The home’s address is listed as “15 Amfan Avenue” in Forest Hills. That street is fake, but there is an “Ascan Avenue” in the New York City borough with the same listed ZIP code. Based on the video game, it appears that Aunt May’s house is a three-bedroom, two-bathroom single-family home.

Using the timeline of the sequel and information on the bill showing the remaining amortization, we can assume the loan on May’s house is a 25-year mortgage with the listed 6.89% interest rate.

With 277 months left on the mortgage (according to the video game) that means the loan was taken out about two years prior in what would have been October 2018 in the game.

Spider-Man is apparently as good at getting a great housing deal as he is taking out bad guys.

Insomniac Games

“His Spidey Senses were good. He got a great deal,” Rafael Reyes, branch manager with Cross Country Mortgage, told Insider. “Second mortgages typically come at a higher rate. It all depends on what’s going on with the market.”

“His timing wasn’t the best, he probably could have got it cheaper if he had waited a few months,” Reyes added. “But he did really well for where the market was at the time.”

Angelo Gionis, senior vice president at Contour Mortgage, told Insider that while he wouldn’t say it was a super deal, Spider-Man’s mortgage was fair — if it was actually a second mortgage Aunt May took out.

If, however, Aunt May had taken out a home equity line of credit instead, Peter Parker would be facing a nightmare of a loan with a rate way too high for what it should have been.

Spider-Man was fortunate. Had his mortgage been taken out just a couple of years later in 2020 or 2021 with that 6.89% interest rate, it would have been a terrible deal. 

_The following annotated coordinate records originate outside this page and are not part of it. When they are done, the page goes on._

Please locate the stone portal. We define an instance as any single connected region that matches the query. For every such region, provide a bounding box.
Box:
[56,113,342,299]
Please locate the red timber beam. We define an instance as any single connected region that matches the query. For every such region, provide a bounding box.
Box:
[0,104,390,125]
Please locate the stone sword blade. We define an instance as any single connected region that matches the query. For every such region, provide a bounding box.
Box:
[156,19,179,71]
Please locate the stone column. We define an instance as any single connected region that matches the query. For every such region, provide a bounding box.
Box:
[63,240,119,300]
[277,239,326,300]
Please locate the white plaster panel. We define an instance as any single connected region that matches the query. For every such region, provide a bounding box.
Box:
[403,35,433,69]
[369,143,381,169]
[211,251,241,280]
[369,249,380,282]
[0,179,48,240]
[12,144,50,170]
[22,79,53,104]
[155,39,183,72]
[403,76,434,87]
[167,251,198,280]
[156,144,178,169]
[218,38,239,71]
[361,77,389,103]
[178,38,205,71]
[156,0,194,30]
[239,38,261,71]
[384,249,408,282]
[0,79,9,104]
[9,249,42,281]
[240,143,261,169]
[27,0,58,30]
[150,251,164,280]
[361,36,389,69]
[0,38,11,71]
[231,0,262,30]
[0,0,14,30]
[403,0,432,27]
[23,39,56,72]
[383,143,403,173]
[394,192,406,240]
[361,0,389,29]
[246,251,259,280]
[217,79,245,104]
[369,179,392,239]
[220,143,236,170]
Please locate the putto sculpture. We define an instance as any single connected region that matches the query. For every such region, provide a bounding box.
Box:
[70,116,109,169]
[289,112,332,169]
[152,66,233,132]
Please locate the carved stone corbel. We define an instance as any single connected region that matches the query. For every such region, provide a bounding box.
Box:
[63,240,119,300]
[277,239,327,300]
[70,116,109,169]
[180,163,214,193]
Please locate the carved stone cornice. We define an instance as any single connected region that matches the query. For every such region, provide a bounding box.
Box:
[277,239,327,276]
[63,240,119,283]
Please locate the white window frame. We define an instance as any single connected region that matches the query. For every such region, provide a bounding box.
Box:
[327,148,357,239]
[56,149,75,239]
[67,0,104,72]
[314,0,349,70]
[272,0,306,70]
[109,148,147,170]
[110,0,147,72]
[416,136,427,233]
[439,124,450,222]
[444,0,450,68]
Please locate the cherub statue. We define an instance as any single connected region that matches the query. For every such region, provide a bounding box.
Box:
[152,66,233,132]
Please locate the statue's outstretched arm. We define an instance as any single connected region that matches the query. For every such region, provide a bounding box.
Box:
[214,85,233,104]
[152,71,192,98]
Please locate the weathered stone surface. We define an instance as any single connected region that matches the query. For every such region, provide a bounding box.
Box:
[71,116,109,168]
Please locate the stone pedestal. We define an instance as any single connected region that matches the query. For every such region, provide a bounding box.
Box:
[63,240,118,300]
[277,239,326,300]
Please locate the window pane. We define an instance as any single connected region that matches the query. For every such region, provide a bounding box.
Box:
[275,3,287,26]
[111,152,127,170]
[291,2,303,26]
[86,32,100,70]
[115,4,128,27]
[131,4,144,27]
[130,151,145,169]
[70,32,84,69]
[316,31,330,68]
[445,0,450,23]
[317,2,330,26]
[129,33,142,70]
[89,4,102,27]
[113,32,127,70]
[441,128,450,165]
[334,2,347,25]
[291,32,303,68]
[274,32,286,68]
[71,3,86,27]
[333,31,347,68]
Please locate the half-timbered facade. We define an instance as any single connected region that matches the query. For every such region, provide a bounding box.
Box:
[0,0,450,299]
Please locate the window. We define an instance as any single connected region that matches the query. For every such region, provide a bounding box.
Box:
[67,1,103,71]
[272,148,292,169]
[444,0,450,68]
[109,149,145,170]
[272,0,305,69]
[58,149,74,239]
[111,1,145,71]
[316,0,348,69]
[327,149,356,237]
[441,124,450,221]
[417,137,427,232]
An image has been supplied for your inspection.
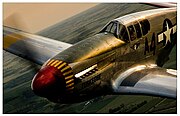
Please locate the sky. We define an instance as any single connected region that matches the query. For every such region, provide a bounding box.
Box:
[3,3,97,33]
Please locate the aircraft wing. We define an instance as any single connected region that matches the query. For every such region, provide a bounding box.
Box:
[3,26,71,65]
[112,64,177,98]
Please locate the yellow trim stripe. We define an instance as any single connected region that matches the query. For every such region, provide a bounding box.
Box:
[65,75,73,80]
[47,60,54,66]
[58,62,66,69]
[66,83,74,88]
[54,61,62,67]
[63,70,72,76]
[51,60,58,66]
[66,79,74,84]
[61,65,70,72]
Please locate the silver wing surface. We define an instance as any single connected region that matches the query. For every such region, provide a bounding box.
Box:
[3,26,71,65]
[112,64,177,98]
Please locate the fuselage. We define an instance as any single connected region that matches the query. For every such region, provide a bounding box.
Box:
[32,8,177,103]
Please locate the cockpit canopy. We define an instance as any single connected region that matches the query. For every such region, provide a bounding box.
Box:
[100,19,150,42]
[100,21,129,42]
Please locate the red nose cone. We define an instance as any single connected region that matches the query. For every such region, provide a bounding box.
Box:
[32,66,65,98]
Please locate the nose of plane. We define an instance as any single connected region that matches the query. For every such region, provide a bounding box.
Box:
[31,60,74,99]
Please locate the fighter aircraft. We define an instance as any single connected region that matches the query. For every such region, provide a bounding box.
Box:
[3,3,177,104]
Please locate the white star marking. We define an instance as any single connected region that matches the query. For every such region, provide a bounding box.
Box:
[164,22,171,45]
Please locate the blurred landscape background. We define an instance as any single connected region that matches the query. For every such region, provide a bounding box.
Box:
[3,3,177,113]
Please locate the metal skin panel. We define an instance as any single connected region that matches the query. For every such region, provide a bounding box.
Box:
[4,8,177,103]
[39,8,176,102]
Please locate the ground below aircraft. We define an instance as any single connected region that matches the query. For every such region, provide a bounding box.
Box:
[3,3,177,103]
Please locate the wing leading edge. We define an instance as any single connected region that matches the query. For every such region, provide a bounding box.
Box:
[3,26,71,65]
[112,65,177,98]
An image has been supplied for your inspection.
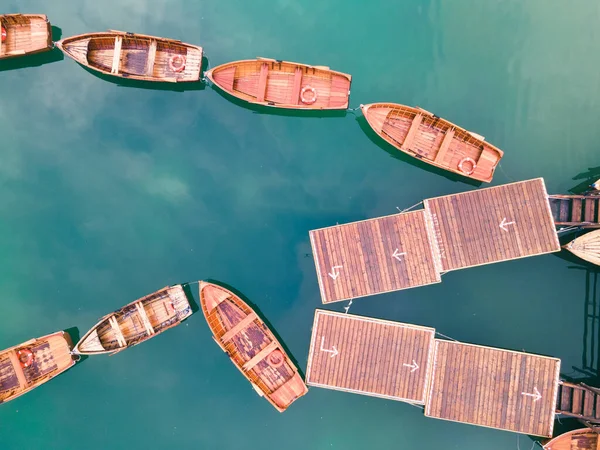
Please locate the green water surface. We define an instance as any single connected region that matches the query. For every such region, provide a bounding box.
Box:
[0,0,600,450]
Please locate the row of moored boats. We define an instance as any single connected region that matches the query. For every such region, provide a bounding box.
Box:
[0,281,307,412]
[0,14,503,182]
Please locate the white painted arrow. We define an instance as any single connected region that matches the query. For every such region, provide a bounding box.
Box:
[344,299,352,314]
[521,386,542,402]
[321,336,339,358]
[392,249,406,262]
[402,359,419,373]
[327,266,344,281]
[500,217,515,231]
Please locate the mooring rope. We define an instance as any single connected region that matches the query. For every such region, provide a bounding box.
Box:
[498,163,516,182]
[396,200,423,213]
[435,331,459,342]
[517,434,543,450]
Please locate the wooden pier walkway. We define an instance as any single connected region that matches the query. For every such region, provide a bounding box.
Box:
[556,381,600,431]
[306,310,435,404]
[425,340,560,437]
[309,178,560,303]
[306,310,564,437]
[548,194,600,228]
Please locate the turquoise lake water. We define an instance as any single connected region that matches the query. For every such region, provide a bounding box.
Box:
[0,0,600,450]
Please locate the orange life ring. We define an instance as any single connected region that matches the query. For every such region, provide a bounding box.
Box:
[458,156,477,175]
[169,54,185,73]
[300,84,317,105]
[17,348,35,369]
[267,349,285,369]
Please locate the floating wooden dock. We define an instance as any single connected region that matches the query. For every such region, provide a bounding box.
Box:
[310,210,441,303]
[424,178,560,272]
[306,310,435,404]
[306,310,564,437]
[425,340,560,437]
[309,178,560,303]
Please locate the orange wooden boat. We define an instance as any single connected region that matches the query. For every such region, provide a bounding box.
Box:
[200,281,308,412]
[56,30,202,83]
[0,14,54,59]
[544,428,600,450]
[206,58,352,110]
[0,331,76,403]
[73,284,192,355]
[360,103,504,183]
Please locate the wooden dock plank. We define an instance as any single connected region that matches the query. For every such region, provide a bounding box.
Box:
[424,178,560,271]
[309,210,441,303]
[400,113,423,150]
[306,310,435,404]
[425,340,560,437]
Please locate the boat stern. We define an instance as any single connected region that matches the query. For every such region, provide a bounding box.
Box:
[54,38,90,66]
[199,281,230,313]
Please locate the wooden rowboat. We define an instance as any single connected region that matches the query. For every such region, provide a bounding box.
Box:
[360,103,504,183]
[73,284,192,355]
[200,282,308,412]
[564,230,600,266]
[544,428,600,450]
[0,331,76,403]
[206,58,352,110]
[56,30,202,83]
[0,14,54,59]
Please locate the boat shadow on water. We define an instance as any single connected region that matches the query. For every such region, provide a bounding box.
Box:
[76,52,207,92]
[182,281,200,314]
[207,82,348,119]
[203,278,305,380]
[356,114,484,187]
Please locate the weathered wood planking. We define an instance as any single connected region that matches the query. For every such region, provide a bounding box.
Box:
[306,310,435,404]
[425,339,560,437]
[309,210,441,303]
[424,178,560,271]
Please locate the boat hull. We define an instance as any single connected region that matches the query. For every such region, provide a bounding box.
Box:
[199,282,308,412]
[56,30,202,83]
[543,428,598,450]
[360,103,504,183]
[564,230,600,266]
[0,14,54,59]
[0,331,76,403]
[206,58,352,110]
[73,284,192,355]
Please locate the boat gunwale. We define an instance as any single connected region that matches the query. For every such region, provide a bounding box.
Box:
[54,30,204,83]
[198,281,308,412]
[73,284,191,355]
[204,56,352,111]
[360,102,504,183]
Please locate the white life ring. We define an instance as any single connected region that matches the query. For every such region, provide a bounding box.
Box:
[458,156,477,175]
[300,84,317,105]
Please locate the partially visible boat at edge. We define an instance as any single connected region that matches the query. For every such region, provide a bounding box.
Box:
[543,428,600,450]
[360,103,504,183]
[199,281,308,412]
[0,14,54,59]
[206,57,352,110]
[73,284,192,355]
[56,30,202,83]
[0,331,78,403]
[564,230,600,266]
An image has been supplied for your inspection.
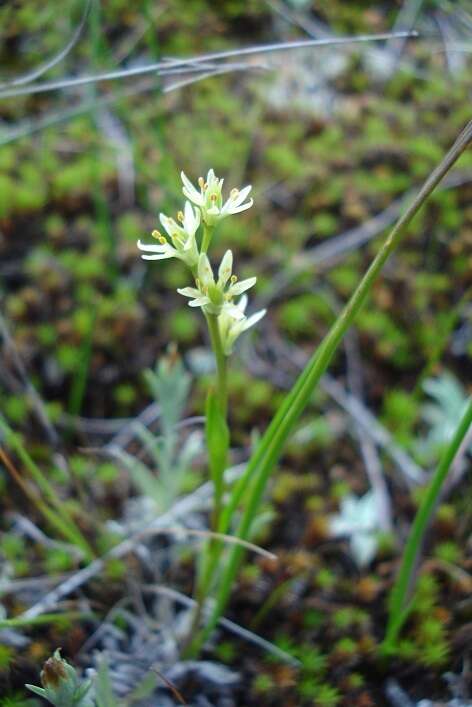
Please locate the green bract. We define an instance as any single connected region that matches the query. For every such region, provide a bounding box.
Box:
[180,169,253,226]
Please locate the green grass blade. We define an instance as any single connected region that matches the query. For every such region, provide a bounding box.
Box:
[382,398,472,654]
[0,414,94,560]
[192,121,472,652]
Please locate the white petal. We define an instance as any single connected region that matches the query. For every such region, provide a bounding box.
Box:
[138,241,169,253]
[228,199,254,214]
[177,287,202,298]
[159,213,179,238]
[243,309,267,331]
[188,297,210,307]
[141,253,176,260]
[180,172,203,206]
[223,302,245,320]
[228,277,257,297]
[184,201,200,235]
[233,184,252,206]
[238,295,249,312]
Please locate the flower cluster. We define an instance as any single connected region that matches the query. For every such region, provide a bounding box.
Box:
[138,169,265,356]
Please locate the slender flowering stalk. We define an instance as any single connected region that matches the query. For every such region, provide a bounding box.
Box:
[138,169,265,648]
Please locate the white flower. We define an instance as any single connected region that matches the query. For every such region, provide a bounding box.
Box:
[330,491,382,567]
[180,169,253,226]
[177,250,257,319]
[218,295,266,356]
[138,201,200,268]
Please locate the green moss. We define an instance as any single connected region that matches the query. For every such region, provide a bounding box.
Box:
[433,540,462,565]
[252,673,276,695]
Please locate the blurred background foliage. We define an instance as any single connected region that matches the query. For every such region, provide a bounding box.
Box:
[0,0,472,705]
[0,0,472,436]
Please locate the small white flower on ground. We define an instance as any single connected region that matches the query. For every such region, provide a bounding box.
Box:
[330,491,382,567]
[181,169,254,226]
[138,201,200,268]
[177,250,257,319]
[218,295,266,356]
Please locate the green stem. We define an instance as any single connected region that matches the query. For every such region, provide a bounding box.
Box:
[206,314,228,419]
[183,314,228,658]
[382,398,472,654]
[193,121,472,653]
[200,223,213,253]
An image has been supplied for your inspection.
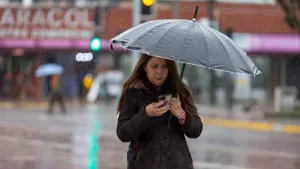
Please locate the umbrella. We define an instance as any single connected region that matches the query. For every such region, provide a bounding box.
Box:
[35,63,64,77]
[111,6,261,78]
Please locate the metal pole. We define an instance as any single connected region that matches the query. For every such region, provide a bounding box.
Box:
[208,0,217,106]
[132,0,141,70]
[172,0,180,19]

In those years, the rates were “artificially low” thanks to Federal Reserve intervention to stimulate the economy and the effects of the COVID-19 pandemic, Gionis said.

And one thing’s certain: If Spider-Man’s 6.89% mortgage was taken out today, it would be a coup for a second loan with today’s higher rates, the brokers said.

“If he took it out today, he scored,” Gionis said.

Unfortunately for the rest of us non-super homebuyers, the housing market doesn’t look like it’s getting any easier anytime soon, Gionis added.

“The issue is the inventory is low, so even with the rates higher, there’s still not enough inventory where the prices of the houses are going lower,” he said. “It looks like we’re going to have an inventory problem for a while.”